Puis la nouvelle est tombée. Blêmes nous réalisions tous que le rêve venait de prendre fin. Nous assistions en direct à la plus importante faillite de tous les temps[1] ; 600 milliards d’actifs à risque soit plus de 2 fois le budget annuel de la France ! Entre les images de banquiers au regard vide sortant du fameux immeuble de la 49ème rue à New York avec leur boîte en carton et les commentaires des experts en tous genres, les jours qui suivirent le 15 septembre 2008 furent l’occasion d’une avalanche d’informations.
Qu’avons-nous fait de cette faillite ? Quelle en a été la raison profonde ?

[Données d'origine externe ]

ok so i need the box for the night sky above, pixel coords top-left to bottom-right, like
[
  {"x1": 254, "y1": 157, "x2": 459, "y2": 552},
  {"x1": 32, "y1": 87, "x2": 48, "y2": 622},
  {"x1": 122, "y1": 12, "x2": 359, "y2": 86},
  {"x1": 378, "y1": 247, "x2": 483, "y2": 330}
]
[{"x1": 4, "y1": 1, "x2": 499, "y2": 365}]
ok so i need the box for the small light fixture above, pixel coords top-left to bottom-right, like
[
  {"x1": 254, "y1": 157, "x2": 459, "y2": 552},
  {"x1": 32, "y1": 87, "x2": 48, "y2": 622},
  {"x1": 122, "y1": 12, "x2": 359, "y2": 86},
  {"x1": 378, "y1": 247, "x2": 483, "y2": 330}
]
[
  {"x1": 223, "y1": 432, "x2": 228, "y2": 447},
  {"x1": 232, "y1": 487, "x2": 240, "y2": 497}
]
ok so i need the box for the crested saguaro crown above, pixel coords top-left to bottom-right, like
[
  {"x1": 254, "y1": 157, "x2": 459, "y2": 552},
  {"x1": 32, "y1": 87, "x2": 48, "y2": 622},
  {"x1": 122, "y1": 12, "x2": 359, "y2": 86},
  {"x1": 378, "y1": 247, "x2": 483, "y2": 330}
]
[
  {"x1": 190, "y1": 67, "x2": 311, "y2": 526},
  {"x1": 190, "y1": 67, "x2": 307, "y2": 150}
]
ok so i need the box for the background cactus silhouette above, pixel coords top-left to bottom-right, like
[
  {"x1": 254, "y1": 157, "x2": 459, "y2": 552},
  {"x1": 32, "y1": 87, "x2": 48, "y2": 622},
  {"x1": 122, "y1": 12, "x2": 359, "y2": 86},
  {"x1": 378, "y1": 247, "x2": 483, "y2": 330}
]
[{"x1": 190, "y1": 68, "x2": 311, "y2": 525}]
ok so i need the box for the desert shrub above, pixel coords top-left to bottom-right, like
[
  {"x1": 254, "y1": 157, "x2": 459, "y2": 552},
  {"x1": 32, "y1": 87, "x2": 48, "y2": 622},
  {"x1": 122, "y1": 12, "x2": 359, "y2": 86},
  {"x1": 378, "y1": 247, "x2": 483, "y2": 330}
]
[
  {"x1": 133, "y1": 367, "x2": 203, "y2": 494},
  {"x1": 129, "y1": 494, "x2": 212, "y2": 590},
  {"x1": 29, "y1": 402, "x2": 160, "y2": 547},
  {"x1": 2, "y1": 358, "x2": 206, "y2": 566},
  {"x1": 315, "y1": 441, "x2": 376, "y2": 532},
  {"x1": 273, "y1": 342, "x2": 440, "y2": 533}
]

Ici et là, Il est question de « dématérialisation » de l’économie, d’avarice, d’égoïsme, de gestion au trimestre pour faire plaisir à la bourse et aux investisseurs. Il me semble néanmoins que ces descriptifs justes ne sont que des conséquences. La cause est ailleurs et ironiquement elle pouvait être lue au détour de l’édition du Financial Times du 12 septembre dernier. Gary Silverman, rédacteur en chef adjoint, a publié un petit article de quelques paragraphes, on ne peut plus courageux : « We need a bit more love on Wall Street »[2] qui pourrait se traduire par « Wall Street a besoin d’un peu plus d’amour » sous-entendu « pour fonctionner correctement ».
Il y explique et démontre comment, dans les années qui ont précédé la chute de Lehman Brothers, la banque avait peu à peu perdu son rôle de mise en relation dans l’optique d’aider ses clients au profit d’un rôle de maximisation du profit en partie au détriment de ses clients. En somme, il s’est opéré un basculement du « servir » au « se servir de ».
Cette dynamique a conduit à la création d’outils dont peu de personnes savaient sur quoi ils reposaient de façon tangible. Par un effet de cliquet, les outils se sont servis d’autres outils et le jour où l’outil premier ne reposait plus sur rien, tout l’édifice s’est effondré au détriment des clients et des banquiers eux-mêmes.
Et l’amour dans tout ça ?
Gary Silverman conclut en expliquant de façon éloquente que si certains banquiers faisaient preuve de plus de curiosité, de plus d’engagement, de responsabilité et de préoccupation envers leurs clients, alors une autre situation comme celle que nous avons vécue il y a 5 ans pourrait être évitée. Engagement, responsabilité, préoccupation, intérêt pour les personnes ne sont-ils pas des attributs naturellement associés à l’amour ?
Vraiment « We need a bit more love on Wall Street » et peut-être pas seulement là mais aussi dans mon travail et dans le vôtre…
Très bon article, merci. Aristote le disait : la finalité du sculpteur est le client…
C'est tout bête, mais ça change tout ! Il est des évidences qu'on ne saurait trop souligner.
Meric à Clément pour cet article qui a le mérite de montrer combien le manque d'éthique et de compassion peut avoir des conséquences directes sur la vie de millions de personnes. Si j'ai bonne mémoire je me souviens aussi que Lheman Brothers a plus ou moins été lâché par le Trésor Américain dirigé alors par un ancien d'une institution financière concurrente. Avec le recul sa mise en liquidation n'était pas inéluctable. Sur le moment il a sans doute manqué ce "bit more love" dont parle Gary Silverman.